[TEHERAN] The British-flagged oil tanker Stena Impero, which had been held off the Iranian port of Bandar Abbas for more than two months, set sail Friday and reached international waters, the provincial maritime organisation and its owner said.
The ship's seizure was widely seen as a tit-for-tat move after authorities in the British overseas territory of Gibraltar detained an Iranian tanker on suspicion it was shipping oil to Syria in breach of EU sanctions.
Teheran repeatedly denied the cases were related but a Gibraltar court last month ordered the Iranian tanker's release despite an 11th-hour US legal bid to keep it in detention.
"The Stena Impero started sailing from the mooring towards the Persian Gulf's international waters as of 9.00 am (0530 GMT) today," Hormozgan province's maritime organisation said on its website.
"Despite the vessel's clearance, its legal case is still open in Iran's courts," the organisation said.
The tanker's captain and crew have "given a written, official statement that they have no claims," it added.
The CEO of Stena Bulk, the Swedish company that owns the vessel, said it had reached international waters at around 0945 GMT and was headed for Dubai.
Erik Hanell told AFP it was "obviously a relief" and added that the priority now was the crew.
"When we reach Dubai we will firstly take care of the crew and then try and get the ship in operational order again," he said.
Iran's Revolutionary Guards seized the vessel in the Strait of Hormuz on July 19 after surrounding it with attack boats and rappelling onto its deck.
It was impounded off the port of Bandar Abbas for allegedly failing to respond to distress calls and turning off its transponder after hitting a fishing boat.
Seven of its 23 crew members were released on September 4.
British Foreign Secretary Domini Raab said the tanker was "unlawfully seized by Iran" as part of its attempts to "disrupt freedom of navigation."
"We are working with our international partners to protect shipping and uphold the international rule of law," he added.
Tensions have risen in the Gulf since May last year when President Donald Trump unilaterally abandoned a 2015 nuclear deal between major powers and Iran and began reimposing crippling sanctions in a campaign of "maximum pressure".
They flared again this May when Iran began reducing its own commitments under the deal and the US deployed military assets to the region.
Since then, ships have been attacked, drones downed and oil tankers seized.
In June, US President Donald Trump called off air strikes against Iran at the last minute after the Islamic republic's forces shot down a US drone.
This month, twin attacks on Saudi oil infrastructure, which knocked out half the kingdom's production, drew accusations of blame not only from Washington, but also from its European allies.
Teheran has denied any involvement in the attacks which were claimed by Iran-backed rebels fighting a Saudi-led coalition in Yemen.

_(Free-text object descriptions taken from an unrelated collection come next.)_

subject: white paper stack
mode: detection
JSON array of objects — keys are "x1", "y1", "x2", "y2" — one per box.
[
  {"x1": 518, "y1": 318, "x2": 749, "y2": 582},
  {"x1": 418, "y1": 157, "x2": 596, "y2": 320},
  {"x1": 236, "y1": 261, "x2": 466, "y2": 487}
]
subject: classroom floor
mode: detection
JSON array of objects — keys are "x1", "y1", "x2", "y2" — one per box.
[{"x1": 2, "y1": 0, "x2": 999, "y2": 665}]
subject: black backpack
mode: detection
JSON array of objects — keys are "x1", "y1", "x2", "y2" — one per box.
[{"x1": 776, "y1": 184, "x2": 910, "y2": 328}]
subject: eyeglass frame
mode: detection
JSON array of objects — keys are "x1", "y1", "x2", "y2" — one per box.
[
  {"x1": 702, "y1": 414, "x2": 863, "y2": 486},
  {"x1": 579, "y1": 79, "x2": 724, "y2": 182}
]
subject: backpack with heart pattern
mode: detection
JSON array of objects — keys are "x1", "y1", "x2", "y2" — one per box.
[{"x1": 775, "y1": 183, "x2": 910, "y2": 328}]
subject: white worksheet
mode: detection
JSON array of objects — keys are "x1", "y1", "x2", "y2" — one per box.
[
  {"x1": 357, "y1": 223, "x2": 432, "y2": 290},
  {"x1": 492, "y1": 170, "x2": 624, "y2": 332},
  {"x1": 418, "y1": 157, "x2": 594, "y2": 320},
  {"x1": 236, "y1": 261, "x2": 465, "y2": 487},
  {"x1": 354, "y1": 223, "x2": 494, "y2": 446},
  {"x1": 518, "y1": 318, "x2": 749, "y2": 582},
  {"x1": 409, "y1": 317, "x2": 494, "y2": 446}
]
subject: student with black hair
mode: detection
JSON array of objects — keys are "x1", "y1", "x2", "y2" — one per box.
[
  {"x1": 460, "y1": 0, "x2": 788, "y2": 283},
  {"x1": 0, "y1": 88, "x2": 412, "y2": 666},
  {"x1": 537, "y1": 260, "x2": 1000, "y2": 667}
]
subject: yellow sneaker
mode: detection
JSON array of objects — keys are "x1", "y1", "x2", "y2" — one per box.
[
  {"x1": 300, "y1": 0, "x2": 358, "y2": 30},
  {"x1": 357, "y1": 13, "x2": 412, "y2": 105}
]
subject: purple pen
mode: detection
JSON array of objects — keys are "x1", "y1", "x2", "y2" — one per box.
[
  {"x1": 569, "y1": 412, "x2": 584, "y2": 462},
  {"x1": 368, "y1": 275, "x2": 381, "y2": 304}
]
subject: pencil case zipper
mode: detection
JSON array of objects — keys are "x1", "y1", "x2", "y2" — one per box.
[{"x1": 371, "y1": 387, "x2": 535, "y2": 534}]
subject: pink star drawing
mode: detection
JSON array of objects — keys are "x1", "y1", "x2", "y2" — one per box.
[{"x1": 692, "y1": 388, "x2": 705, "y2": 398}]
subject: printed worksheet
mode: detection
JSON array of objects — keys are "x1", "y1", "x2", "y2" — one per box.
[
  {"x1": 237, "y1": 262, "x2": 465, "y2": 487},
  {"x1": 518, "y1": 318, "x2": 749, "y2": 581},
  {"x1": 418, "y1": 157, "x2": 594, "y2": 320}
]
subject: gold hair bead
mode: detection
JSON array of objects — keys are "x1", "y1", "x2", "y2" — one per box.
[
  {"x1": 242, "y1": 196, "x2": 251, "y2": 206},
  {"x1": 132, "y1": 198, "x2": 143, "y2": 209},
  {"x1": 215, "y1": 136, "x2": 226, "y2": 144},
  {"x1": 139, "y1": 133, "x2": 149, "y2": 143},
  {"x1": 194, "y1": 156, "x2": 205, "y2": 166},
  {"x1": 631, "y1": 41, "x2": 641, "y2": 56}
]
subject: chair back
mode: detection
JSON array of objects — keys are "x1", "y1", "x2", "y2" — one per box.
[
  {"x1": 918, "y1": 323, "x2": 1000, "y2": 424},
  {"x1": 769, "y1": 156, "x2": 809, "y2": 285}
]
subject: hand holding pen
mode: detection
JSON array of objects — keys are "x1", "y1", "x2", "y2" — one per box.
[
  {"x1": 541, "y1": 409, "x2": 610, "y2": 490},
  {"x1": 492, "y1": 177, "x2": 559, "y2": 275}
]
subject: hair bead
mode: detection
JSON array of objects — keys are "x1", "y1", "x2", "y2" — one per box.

The US has since formed a coalition with its allies Australia, Bahrain, Britain, Saudi Arabia and the United Arab Emirates to escort commercial shipping in the Gulf.
Teheran has warned that the planned US-led International Maritime Security Construct will cause more, not less instability and has proposed a rival security plan of its own.
Speaking at UN General Assembly in New York, President Hassan Rouhani announced a plan called "Hormuz Peace Endeavour" or "HOPE".
He gave no details but called on all of Iran's Gulf neighbours to join, saying: "Security cannot be provided with American weapons and intervention."
Foreign Minister Mohammad Javad Zarif tweeted Thursday that the plan entails "dialogue, confidence-building, freedom of navigation, energy security, non-aggression, non-intervention."